Ce que nous refusons tient en une phrase : nous ne prenons pas de mission d’optimisation sur une page que nous ne jugeons pas conservable. Quand la bonne réponse est de la refaire, nous le disons et nous ne facturons pas six mois de corrections sur une structure que nous savons condamnée.

Nous refusons également d’annoncer un gain de conversion à l’avance. Le chiffre dépend de votre point de départ, de votre secteur et de votre offre, et une agence qui promet un pourcentage avant d’avoir vu vos pages promet le résultat d’un autre client. Nous disons ce que nous allons corriger et dans quel ordre, pas ce que cela produira.

Enfin, nous ne testons pas ce qui ne peut pas être testé. Sur un site à faible trafic, nous corrigeons les erreurs manifestes et nous le disons clairement, plutôt que d’installer un dispositif de test qui produirait des gagnants aléatoires et des rapports impressionnants. Facturer une méthode que le volume rend inopérante est la façon la plus polie de vendre du vide.

Questions fréquentes

Faut-il refaire tout le site pour améliorer la conversion ?

Rarement. Les premiers gains viennent presque toujours du prix affiché, d’une preuve ajoutée, d’un formulaire raccourci et d’images redimensionnées. Une refonte se justifie quand la structure elle-même empêche ces corrections.

Combien de temps avant de voir l’effet d’une correction ?

L’effet est immédiat ; sa mesure ne l’est pas. Il faut assez de visiteurs pour distinguer un vrai changement du hasard, ce qui va de quelques jours sur un site fréquenté à plusieurs semaines sur un site calme.

Le référencement remplace-t-il la publicité à terme ?

Il la réduit sur les requêtes où vous vous positionnez, il ne la remplace pas. Les deux ne captent pas les mêmes moments : l’un attend qu’on vous cherche, l’autre va chercher les gens.

Pouvez-vous travailler sur un site que nous n’avons pas fait ?

Oui, à condition d’avoir les accès et que la structure permette des modifications. Nous disons dès l’audit si le site est modifiable ou s’il faudra en changer, et nous préférons le dire avant de prendre la mission.
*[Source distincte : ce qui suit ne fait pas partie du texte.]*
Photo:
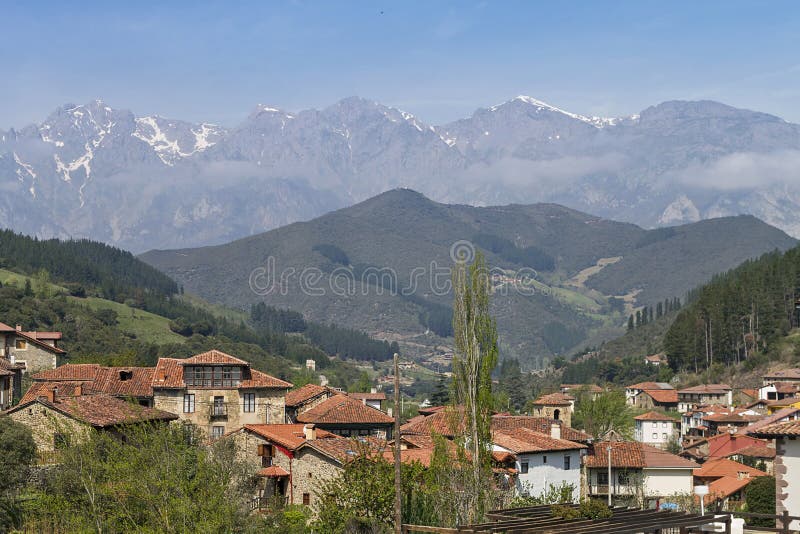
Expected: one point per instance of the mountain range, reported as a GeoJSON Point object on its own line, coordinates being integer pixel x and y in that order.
{"type": "Point", "coordinates": [148, 182]}
{"type": "Point", "coordinates": [562, 279]}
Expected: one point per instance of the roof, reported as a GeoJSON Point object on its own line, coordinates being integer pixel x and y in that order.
{"type": "Point", "coordinates": [663, 396]}
{"type": "Point", "coordinates": [654, 416]}
{"type": "Point", "coordinates": [650, 385]}
{"type": "Point", "coordinates": [632, 454]}
{"type": "Point", "coordinates": [214, 357]}
{"type": "Point", "coordinates": [102, 411]}
{"type": "Point", "coordinates": [713, 389]}
{"type": "Point", "coordinates": [70, 371]}
{"type": "Point", "coordinates": [539, 424]}
{"type": "Point", "coordinates": [524, 440]}
{"type": "Point", "coordinates": [169, 372]}
{"type": "Point", "coordinates": [272, 471]}
{"type": "Point", "coordinates": [555, 399]}
{"type": "Point", "coordinates": [793, 374]}
{"type": "Point", "coordinates": [341, 409]}
{"type": "Point", "coordinates": [289, 436]}
{"type": "Point", "coordinates": [722, 467]}
{"type": "Point", "coordinates": [777, 430]}
{"type": "Point", "coordinates": [305, 393]}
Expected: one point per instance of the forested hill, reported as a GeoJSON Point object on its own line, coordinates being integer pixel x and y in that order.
{"type": "Point", "coordinates": [739, 316]}
{"type": "Point", "coordinates": [83, 262]}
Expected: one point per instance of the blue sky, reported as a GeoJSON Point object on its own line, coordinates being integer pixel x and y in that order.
{"type": "Point", "coordinates": [437, 59]}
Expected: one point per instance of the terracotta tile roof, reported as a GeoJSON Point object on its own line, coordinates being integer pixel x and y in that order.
{"type": "Point", "coordinates": [632, 454]}
{"type": "Point", "coordinates": [713, 389]}
{"type": "Point", "coordinates": [724, 467]}
{"type": "Point", "coordinates": [524, 440]}
{"type": "Point", "coordinates": [663, 396]}
{"type": "Point", "coordinates": [125, 381]}
{"type": "Point", "coordinates": [102, 411]}
{"type": "Point", "coordinates": [214, 357]}
{"type": "Point", "coordinates": [289, 436]}
{"type": "Point", "coordinates": [69, 371]}
{"type": "Point", "coordinates": [341, 409]}
{"type": "Point", "coordinates": [785, 373]}
{"type": "Point", "coordinates": [555, 399]}
{"type": "Point", "coordinates": [776, 430]}
{"type": "Point", "coordinates": [303, 394]}
{"type": "Point", "coordinates": [654, 416]}
{"type": "Point", "coordinates": [650, 385]}
{"type": "Point", "coordinates": [539, 424]}
{"type": "Point", "coordinates": [272, 471]}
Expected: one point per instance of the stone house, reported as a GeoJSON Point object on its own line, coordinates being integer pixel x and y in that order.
{"type": "Point", "coordinates": [640, 473]}
{"type": "Point", "coordinates": [787, 466]}
{"type": "Point", "coordinates": [558, 406]}
{"type": "Point", "coordinates": [34, 351]}
{"type": "Point", "coordinates": [58, 422]}
{"type": "Point", "coordinates": [346, 416]}
{"type": "Point", "coordinates": [655, 429]}
{"type": "Point", "coordinates": [541, 460]}
{"type": "Point", "coordinates": [218, 392]}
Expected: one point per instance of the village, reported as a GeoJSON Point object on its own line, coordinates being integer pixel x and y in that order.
{"type": "Point", "coordinates": [709, 435]}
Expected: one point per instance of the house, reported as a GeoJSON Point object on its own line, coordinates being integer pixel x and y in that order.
{"type": "Point", "coordinates": [541, 460]}
{"type": "Point", "coordinates": [34, 351]}
{"type": "Point", "coordinates": [787, 466]}
{"type": "Point", "coordinates": [726, 481]}
{"type": "Point", "coordinates": [346, 416]}
{"type": "Point", "coordinates": [57, 422]}
{"type": "Point", "coordinates": [656, 360]}
{"type": "Point", "coordinates": [640, 473]}
{"type": "Point", "coordinates": [373, 399]}
{"type": "Point", "coordinates": [785, 375]}
{"type": "Point", "coordinates": [558, 406]}
{"type": "Point", "coordinates": [652, 395]}
{"type": "Point", "coordinates": [304, 398]}
{"type": "Point", "coordinates": [656, 429]}
{"type": "Point", "coordinates": [704, 394]}
{"type": "Point", "coordinates": [218, 392]}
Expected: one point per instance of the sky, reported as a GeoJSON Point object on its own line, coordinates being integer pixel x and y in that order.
{"type": "Point", "coordinates": [441, 60]}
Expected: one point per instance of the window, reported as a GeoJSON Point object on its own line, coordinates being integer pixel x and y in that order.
{"type": "Point", "coordinates": [249, 402]}
{"type": "Point", "coordinates": [219, 406]}
{"type": "Point", "coordinates": [188, 403]}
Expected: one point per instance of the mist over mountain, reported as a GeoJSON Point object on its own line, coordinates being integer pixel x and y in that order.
{"type": "Point", "coordinates": [148, 182]}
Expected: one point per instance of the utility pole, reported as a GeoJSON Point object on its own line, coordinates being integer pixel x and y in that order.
{"type": "Point", "coordinates": [398, 514]}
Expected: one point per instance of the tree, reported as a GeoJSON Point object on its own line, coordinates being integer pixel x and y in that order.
{"type": "Point", "coordinates": [608, 410]}
{"type": "Point", "coordinates": [475, 333]}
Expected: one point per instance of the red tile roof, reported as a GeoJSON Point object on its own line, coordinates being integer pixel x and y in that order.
{"type": "Point", "coordinates": [289, 436]}
{"type": "Point", "coordinates": [341, 409]}
{"type": "Point", "coordinates": [654, 416]}
{"type": "Point", "coordinates": [102, 411]}
{"type": "Point", "coordinates": [303, 394]}
{"type": "Point", "coordinates": [632, 454]}
{"type": "Point", "coordinates": [524, 440]}
{"type": "Point", "coordinates": [722, 467]}
{"type": "Point", "coordinates": [554, 399]}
Qui écrit les contenus, vous ou nous ?

Nous écrivons, vous corrigez les faits. Les détails qui font la valeur d’un texte — un délai réel, une contrainte de métier, une objection fréquente — viennent de vous et ne s’inventent pas.

Que se passe-t-il si le taux de conversion ne bouge pas ?

Nous le disons avec les chiffres, et nous cherchons ailleurs : l’offre elle-même, le prix, la cible de la campagne. Un taux qui ne bouge pas après plusieurs corrections correctes est presque toujours un problème d’offre, pas de page.

Où nous intervenons

Une page qui perd huit visiteurs sur dix les perd aussi quand vous payez pour les faire venir : c’est le même argent, dépensé deux fois.

  • Nous ordonnons les corrections par ce que chacune vous coûte, la plus chère d’abord.
  • Nous demandons l’accès à vos statistiques plutôt qu’un budget de refonte.
  • Nous vous disons quand un test n’a pas assez de trafic pour signifier quelque chose.

Sur une boutique hébergée dont vous ne pouvez pas modifier les pages, nous déclinerons : facturer des recommandations inapplicables n’est pas un service.